Les victimes du médicament pour la thyroïde s’unissent devant la justice pour obtenir transparence et réparation de la part de Merck.
Extraits de l'article paru dans LES JOURS
Texte Aurore Gorius
Photo Vincent Isore/IP3



Photos Constance Decorde pour Les Jours.
Photos Constance Decorde pour Les Jours.
Extraits d'un article paru dans le journal LES JOURS.
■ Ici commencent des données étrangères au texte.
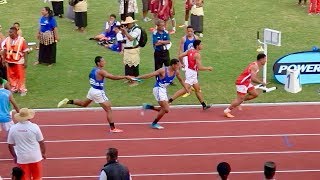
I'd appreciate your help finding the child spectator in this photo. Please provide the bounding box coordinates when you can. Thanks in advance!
[89,14,117,41]
[105,22,124,52]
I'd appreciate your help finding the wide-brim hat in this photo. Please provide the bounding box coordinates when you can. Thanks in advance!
[14,108,35,122]
[121,16,137,24]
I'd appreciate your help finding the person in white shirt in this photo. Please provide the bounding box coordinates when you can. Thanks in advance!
[8,108,46,180]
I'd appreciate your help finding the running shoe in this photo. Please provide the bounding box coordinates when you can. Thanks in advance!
[110,128,123,133]
[58,98,69,108]
[151,123,164,129]
[142,103,152,109]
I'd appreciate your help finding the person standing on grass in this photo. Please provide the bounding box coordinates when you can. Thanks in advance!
[34,7,59,67]
[58,56,131,133]
[169,39,213,110]
[137,59,188,129]
[0,74,19,138]
[0,27,29,96]
[50,0,64,18]
[8,108,46,180]
[99,148,132,180]
[152,19,171,71]
[224,54,267,118]
[190,0,204,37]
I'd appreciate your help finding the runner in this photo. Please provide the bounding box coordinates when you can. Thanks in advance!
[169,39,213,110]
[224,54,267,118]
[137,59,188,129]
[58,56,131,133]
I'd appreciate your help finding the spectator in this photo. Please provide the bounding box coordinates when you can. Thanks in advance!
[190,0,204,37]
[99,148,132,180]
[106,22,124,52]
[121,16,141,86]
[264,161,276,180]
[157,0,176,34]
[50,0,64,18]
[8,108,46,180]
[73,0,88,32]
[13,22,22,36]
[89,14,118,41]
[119,0,138,21]
[217,162,231,180]
[0,24,7,79]
[0,74,19,136]
[0,27,29,96]
[67,4,75,23]
[34,7,59,67]
[11,167,23,180]
[152,19,171,71]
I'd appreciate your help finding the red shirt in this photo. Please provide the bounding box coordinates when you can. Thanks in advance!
[236,62,259,86]
[187,49,199,71]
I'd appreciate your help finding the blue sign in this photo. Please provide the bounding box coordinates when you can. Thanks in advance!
[273,49,320,84]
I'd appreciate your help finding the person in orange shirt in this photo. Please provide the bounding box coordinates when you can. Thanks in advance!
[0,27,29,96]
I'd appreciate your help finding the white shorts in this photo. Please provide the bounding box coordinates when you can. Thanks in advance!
[236,83,254,94]
[184,68,198,86]
[153,87,168,102]
[0,121,14,132]
[87,87,109,103]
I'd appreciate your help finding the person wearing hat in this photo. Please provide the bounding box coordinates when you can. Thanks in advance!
[120,16,141,86]
[8,108,46,180]
[217,162,231,180]
[0,72,19,135]
[264,161,276,180]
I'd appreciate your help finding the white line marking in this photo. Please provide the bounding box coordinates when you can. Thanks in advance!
[0,134,320,144]
[39,117,320,127]
[0,151,320,161]
[23,102,320,112]
[3,169,320,180]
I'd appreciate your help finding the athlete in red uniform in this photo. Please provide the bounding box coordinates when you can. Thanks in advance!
[169,39,213,110]
[224,54,267,118]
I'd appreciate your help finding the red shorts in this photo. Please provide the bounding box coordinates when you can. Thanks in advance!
[18,161,42,180]
[149,0,159,14]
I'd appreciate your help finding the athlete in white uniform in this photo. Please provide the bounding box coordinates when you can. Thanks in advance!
[137,59,187,129]
[58,56,132,133]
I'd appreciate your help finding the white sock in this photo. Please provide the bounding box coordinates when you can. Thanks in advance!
[223,108,231,113]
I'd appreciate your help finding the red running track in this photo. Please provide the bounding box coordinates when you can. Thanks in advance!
[0,105,320,180]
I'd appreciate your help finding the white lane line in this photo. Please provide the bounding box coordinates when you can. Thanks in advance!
[0,151,320,161]
[35,117,320,127]
[25,102,320,112]
[3,169,320,180]
[0,134,320,144]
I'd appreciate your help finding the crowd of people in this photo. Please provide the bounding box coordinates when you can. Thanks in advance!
[0,0,290,180]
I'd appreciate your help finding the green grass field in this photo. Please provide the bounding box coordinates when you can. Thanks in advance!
[0,0,320,108]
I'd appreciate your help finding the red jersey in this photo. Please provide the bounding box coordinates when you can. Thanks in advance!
[187,49,199,71]
[236,62,259,86]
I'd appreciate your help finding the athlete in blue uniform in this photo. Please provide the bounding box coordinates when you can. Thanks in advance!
[137,59,187,129]
[0,77,19,135]
[58,56,131,133]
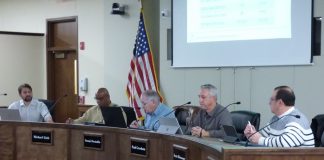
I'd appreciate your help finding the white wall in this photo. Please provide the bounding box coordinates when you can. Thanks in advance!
[0,0,105,104]
[160,0,324,125]
[0,34,46,106]
[0,0,324,124]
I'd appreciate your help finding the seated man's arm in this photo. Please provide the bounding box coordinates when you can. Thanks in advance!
[207,110,233,138]
[257,124,312,147]
[71,109,90,124]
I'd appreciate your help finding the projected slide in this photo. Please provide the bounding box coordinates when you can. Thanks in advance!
[187,0,292,43]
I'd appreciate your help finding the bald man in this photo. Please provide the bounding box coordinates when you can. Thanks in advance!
[66,88,117,124]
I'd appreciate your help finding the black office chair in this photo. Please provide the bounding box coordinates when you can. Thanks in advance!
[231,111,261,141]
[173,105,199,133]
[120,106,136,126]
[38,99,55,116]
[174,108,190,132]
[311,114,324,147]
[321,131,324,147]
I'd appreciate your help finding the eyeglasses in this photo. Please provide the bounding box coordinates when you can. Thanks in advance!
[198,95,209,99]
[269,97,277,103]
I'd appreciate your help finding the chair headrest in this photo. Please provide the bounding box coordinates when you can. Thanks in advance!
[175,108,190,125]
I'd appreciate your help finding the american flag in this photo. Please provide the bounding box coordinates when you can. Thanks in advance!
[126,11,163,119]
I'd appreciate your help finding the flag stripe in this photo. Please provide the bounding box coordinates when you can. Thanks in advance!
[126,10,163,118]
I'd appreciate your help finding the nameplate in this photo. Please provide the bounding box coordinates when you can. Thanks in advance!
[31,130,54,145]
[83,133,104,150]
[173,144,188,160]
[207,156,215,160]
[130,137,149,157]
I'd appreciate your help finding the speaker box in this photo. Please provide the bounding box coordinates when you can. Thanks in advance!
[312,17,322,56]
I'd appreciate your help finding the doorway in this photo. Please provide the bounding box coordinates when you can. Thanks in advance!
[46,17,78,123]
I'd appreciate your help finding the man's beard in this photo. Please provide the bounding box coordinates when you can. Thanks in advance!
[23,96,33,102]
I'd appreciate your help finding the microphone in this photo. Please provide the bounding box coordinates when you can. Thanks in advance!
[49,94,68,112]
[153,101,191,130]
[163,101,191,117]
[245,114,300,147]
[214,101,241,117]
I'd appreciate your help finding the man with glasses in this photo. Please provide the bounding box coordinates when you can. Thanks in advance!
[8,83,53,123]
[66,88,117,124]
[244,86,314,147]
[130,90,175,131]
[186,84,233,138]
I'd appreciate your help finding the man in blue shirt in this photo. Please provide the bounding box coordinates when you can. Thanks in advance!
[130,90,175,131]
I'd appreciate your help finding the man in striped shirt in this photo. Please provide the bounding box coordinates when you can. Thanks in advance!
[244,86,314,147]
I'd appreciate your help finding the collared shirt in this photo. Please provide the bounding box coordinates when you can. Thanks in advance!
[73,103,117,124]
[277,106,295,118]
[8,99,52,122]
[144,103,175,131]
[186,104,233,138]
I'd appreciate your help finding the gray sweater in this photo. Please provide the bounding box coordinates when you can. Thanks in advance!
[186,104,233,138]
[259,108,314,147]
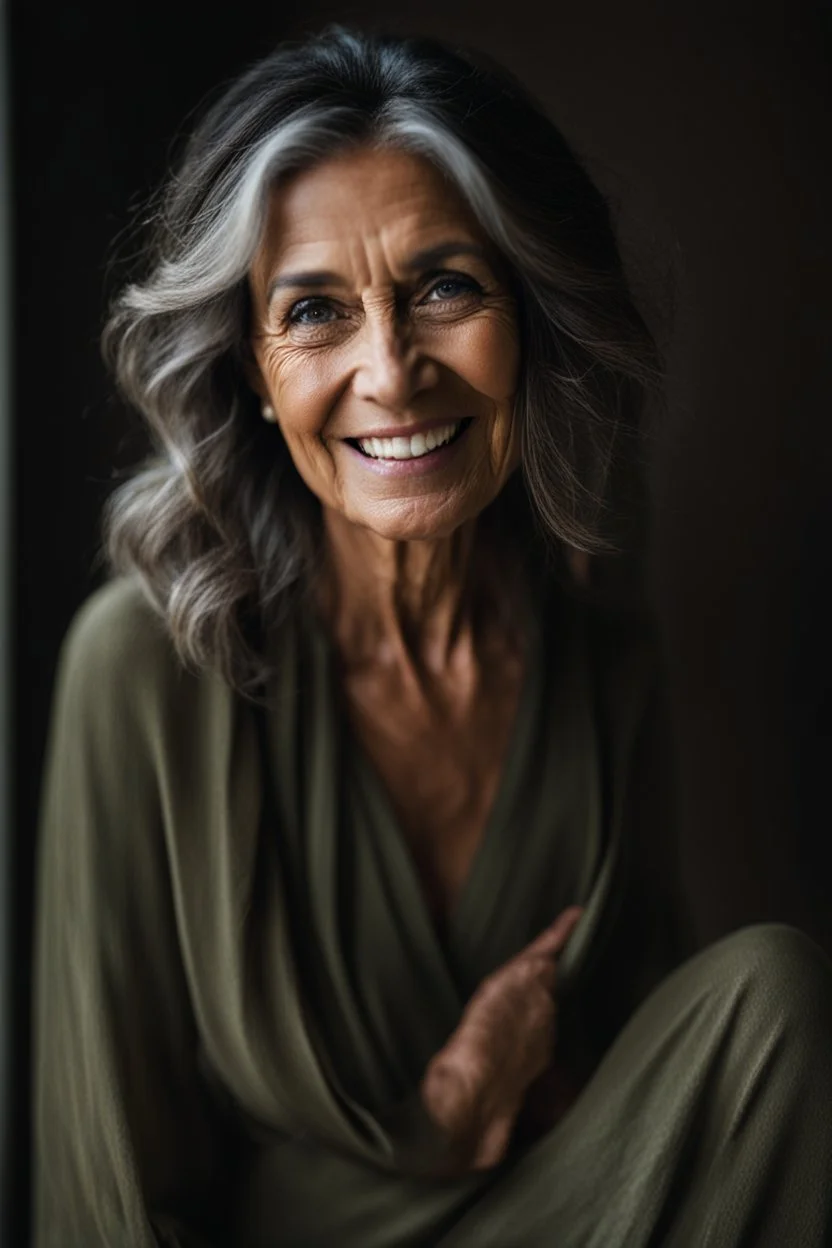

«Nous sommes là pour organiser votre défense face à la toute-puissance et la suffisance du laboratoire Merck ! » Cheveux blancs et costume serré impeccable, Christophe Lèguevaques déroule son discours, debout et micro en main, dans l’auditorium de la Maison du Barreau, à Paris. Depuis plusieurs semaines, l’avocat écume les villes françaises à la rencontre de victimes potentielles de la nouvelle formule du Levothyrox, médicament produit par le laboratoire allemand. Son objectif : les réunir dans une procédure collective contre Merck, via sa plateforme en ligne MySmartCab – où l’on peut aussi partici per à une action contre les compteurs électriques Linky ou la méthode de contraception Essure… « Cette plateforme est une arme antilobbies. Elle permet de faciliter l’accès à la justice,  grâce à l’union des plaignants », poursuit Christophe Lèguevaques, en tentant d’enrôler de nouvelles recrues. Ce soir-là, une centaine de personnes sont venues l’écouter. Surtout des femmes, de tous âges (huit malades de la thyroïde sur dix sont des femmes). Lorsqu’elles s’emparent du micro, c’est pour exprimer une colère profonde face au manque d’écoute des médecins et des autorités de santé.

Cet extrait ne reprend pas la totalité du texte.